If you'd like our market updates to be sent straight to your inbox, subscribe here.
- China has still not released its April trade import-export data. The world’s top importer of oil, metals and grains was due to release the data on the 23rd May. Investors are particularly frustrated by the delay as this data will be integral to understanding how the markets have been impacted by the ongoing two-way tariff threats between the US and China. The ongoing delay is leading to increased speculation regarding the reasons for the delay.
- Research by Singapore-based ship broker Banchero Costa indicates that 2018 will see the largest number of oil tankers scrapped in over 5 years. The increase in scrapping is predominantly driven by the looming IMO2020 which has imposed the need for ship-owners to comply to new environmental regulations as well as by weak earnings and firm prices for scrap steel.

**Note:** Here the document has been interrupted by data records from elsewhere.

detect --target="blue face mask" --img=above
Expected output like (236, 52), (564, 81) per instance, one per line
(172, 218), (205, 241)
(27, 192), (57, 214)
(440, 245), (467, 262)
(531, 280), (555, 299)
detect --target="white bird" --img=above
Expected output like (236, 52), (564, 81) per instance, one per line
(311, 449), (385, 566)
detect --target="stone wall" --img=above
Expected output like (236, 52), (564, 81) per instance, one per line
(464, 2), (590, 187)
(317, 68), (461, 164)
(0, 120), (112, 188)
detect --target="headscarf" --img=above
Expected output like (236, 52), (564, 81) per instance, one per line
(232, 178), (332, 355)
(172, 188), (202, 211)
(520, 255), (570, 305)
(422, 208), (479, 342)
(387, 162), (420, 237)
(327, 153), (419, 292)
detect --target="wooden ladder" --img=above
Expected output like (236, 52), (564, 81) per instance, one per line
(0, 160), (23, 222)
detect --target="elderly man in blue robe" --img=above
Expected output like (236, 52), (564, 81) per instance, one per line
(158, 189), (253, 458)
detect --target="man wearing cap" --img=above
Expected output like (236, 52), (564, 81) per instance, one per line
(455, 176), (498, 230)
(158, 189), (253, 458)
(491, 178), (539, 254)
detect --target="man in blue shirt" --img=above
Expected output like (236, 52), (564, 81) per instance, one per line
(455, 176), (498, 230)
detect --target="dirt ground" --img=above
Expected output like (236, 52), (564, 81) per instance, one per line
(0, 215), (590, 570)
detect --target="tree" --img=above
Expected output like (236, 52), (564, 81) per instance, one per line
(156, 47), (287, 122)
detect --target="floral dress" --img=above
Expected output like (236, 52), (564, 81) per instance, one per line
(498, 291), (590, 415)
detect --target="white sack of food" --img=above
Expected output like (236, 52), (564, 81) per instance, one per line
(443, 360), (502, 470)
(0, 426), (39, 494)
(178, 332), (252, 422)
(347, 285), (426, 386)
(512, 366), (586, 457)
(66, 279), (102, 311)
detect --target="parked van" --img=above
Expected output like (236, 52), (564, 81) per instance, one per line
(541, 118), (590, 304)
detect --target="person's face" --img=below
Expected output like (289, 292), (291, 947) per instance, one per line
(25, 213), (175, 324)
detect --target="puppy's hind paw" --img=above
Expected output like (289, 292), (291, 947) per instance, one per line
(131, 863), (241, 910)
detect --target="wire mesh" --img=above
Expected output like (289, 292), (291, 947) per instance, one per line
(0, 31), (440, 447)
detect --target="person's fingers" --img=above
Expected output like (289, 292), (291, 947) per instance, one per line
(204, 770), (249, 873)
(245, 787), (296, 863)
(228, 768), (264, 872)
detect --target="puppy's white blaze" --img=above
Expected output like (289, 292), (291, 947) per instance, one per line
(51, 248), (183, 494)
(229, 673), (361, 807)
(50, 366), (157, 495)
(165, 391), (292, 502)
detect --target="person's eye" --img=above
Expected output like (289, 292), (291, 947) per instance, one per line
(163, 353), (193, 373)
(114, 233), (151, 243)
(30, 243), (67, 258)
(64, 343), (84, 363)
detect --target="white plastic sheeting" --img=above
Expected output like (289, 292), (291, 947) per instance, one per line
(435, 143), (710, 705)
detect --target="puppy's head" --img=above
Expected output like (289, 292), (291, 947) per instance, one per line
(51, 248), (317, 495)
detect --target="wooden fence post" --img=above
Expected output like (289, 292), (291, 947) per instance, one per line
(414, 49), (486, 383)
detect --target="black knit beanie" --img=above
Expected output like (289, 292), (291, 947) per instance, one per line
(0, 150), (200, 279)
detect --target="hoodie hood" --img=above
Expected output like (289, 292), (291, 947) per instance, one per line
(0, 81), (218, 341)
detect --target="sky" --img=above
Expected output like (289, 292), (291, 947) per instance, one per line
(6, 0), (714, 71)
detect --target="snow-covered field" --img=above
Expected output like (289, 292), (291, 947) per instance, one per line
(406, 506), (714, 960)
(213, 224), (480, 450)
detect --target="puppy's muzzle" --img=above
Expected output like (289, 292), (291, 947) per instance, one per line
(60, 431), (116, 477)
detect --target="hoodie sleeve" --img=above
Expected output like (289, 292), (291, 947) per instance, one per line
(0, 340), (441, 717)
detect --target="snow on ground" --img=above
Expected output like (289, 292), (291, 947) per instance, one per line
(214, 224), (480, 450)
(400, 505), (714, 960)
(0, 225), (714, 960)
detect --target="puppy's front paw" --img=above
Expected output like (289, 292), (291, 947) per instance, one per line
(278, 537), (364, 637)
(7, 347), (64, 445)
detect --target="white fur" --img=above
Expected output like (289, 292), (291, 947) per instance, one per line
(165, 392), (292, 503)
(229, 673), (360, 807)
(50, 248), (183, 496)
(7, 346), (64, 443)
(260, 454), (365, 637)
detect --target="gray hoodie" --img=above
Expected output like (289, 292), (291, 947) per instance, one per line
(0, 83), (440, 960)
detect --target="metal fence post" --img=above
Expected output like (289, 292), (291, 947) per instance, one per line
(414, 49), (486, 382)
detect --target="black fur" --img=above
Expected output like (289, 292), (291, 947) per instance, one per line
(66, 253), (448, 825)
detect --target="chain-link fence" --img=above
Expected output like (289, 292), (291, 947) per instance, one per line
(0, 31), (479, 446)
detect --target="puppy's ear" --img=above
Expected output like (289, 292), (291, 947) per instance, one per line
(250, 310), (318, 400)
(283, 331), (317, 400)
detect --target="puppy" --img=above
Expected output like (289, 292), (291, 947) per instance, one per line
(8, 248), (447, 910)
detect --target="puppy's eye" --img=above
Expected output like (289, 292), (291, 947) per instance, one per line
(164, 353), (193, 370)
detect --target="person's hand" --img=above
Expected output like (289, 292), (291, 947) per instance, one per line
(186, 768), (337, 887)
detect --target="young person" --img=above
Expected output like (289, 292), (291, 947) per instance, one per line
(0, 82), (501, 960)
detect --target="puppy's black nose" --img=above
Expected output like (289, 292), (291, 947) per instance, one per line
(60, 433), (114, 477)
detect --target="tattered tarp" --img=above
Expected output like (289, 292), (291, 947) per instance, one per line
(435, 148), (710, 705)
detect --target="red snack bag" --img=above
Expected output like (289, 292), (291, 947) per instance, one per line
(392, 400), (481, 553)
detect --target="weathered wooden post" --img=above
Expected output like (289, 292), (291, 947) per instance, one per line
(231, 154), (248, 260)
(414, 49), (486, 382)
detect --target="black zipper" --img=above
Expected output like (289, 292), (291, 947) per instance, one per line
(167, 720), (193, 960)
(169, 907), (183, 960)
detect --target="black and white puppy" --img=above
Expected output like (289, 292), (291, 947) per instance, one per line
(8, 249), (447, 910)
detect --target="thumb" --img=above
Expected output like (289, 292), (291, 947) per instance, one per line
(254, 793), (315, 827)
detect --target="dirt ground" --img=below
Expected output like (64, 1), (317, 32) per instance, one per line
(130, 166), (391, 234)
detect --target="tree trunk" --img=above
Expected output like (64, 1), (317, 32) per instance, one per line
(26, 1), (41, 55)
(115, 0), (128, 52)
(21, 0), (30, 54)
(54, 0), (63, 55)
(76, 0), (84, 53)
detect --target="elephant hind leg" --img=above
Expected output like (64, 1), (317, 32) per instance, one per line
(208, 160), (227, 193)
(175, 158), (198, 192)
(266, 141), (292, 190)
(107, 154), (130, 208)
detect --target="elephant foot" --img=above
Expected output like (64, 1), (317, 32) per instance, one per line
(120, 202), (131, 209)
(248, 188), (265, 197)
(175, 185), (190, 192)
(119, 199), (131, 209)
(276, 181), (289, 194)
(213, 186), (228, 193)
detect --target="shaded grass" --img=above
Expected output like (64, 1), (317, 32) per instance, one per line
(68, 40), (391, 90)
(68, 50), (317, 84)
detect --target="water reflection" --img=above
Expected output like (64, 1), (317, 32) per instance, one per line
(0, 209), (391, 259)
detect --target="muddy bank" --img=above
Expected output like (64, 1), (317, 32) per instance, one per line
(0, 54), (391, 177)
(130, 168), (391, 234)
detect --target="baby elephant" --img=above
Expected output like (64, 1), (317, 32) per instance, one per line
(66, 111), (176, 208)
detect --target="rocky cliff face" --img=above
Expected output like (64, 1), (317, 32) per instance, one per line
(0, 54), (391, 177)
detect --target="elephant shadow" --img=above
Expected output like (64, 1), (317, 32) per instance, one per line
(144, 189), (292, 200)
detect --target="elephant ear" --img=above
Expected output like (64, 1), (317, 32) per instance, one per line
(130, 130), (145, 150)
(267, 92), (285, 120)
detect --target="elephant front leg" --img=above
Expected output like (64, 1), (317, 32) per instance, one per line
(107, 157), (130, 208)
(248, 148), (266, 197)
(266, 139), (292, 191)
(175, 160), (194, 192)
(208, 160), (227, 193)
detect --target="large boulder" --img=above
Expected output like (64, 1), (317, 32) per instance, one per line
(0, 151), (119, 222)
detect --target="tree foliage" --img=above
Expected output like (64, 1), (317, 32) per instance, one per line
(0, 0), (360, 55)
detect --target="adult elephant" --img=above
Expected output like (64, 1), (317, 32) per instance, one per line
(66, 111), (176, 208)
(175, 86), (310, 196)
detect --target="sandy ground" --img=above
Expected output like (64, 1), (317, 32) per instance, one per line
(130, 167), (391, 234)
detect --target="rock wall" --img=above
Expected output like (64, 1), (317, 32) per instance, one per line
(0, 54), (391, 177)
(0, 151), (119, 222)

- CBoT corn prices have hit a 6-week low with the front month contract having traded at $3.87 a bushel. Favourable weather across the Midwest has helped ease price concerns.
- Chinese domestic cotton prices have now risen almost 18% since early April prompting the China Cotton Association to try and calm the price volatility by stressing to investors that supplies were sufficient and announcing that the government are planning on allowing for more imports. The latest price surge was driven by weather concerns as top producing region Xinjiang experienced heavy rain and hailstorms.
- ICE raw sugar and arabica coffee prices have retreated from multi-month highs following the gradual return-to-normal operations in Brazil. Operations were disrupted by the nationwide trucking protests. July raw sugar is currently trading at 12.52c/lb, down just over 2%, and front-month arabica coffee is down almost 1% at $1.2275/lb.
- The US has imposed tariffs on steel imports from Canada, Mexico and the EU. All three are planning to respond with similar tariffs.
- SHFE copper has reached their highest price in 6-weeks on the back of a slightly softer USD and supply concerns. Supply concerns stem from ongoing wage negotiations at the Escondida mine in Chile, the world’s largest copper mine. The SHFE front-month contract is currently trading at $8,068/tonne.
- Robust demand, tight supply and low inventory levels are sustaining lead prices. The benchmark LME contract for 3-month delivery is currently at $2,450/tonne, near 3-month highs, and the SHFE contract for 1-month delivery is at Y20,000/tonne, near 8-month highs. The majority (80%) of demand for the commodity comes from the batteries sector.
Energy - UK
- Having been supported by coal prices and heavy Norwegian and UKCS maintenance, UK gas prices are under pressure. A well supplied system, compounded by an expected reduction in consumption are the main driving factors with the anticipated inflow of LNG and forecasted warmer temperatures over the coming week being predominantly responsible.
- European spot power prices have been supported this week by tighter supply from both nuclear and renewables. Tighter supply has outweighed the bearish effects imposed by slower demand over the bank holiday weekend.
Energy - International
- Oil prices are steady this week with Brent at $76.79 and WTI slightly up at $65.86 thanks to increasing demand going into the summer driving season.
- The Brent-WTI spread was at its widest in 3-years with WTI having traded at an $11 discount to the international benchmark last week.
- Defying the latest US sanctions, Iranian oil exports are at a record 2-year high having hit 2.7mbpd last month. Exports are their highest since international sanctions were lifted in 2016.
- Trump is expected to announce changes to US biofuel policy. The changes are intended to ease the disputes which have been increasing between the corn and oil refining industries which have been clashing over the future of the US Renewable Fuel Standard which dictates the amount of biofuel mandated to go into the US’s gasoline and diesel.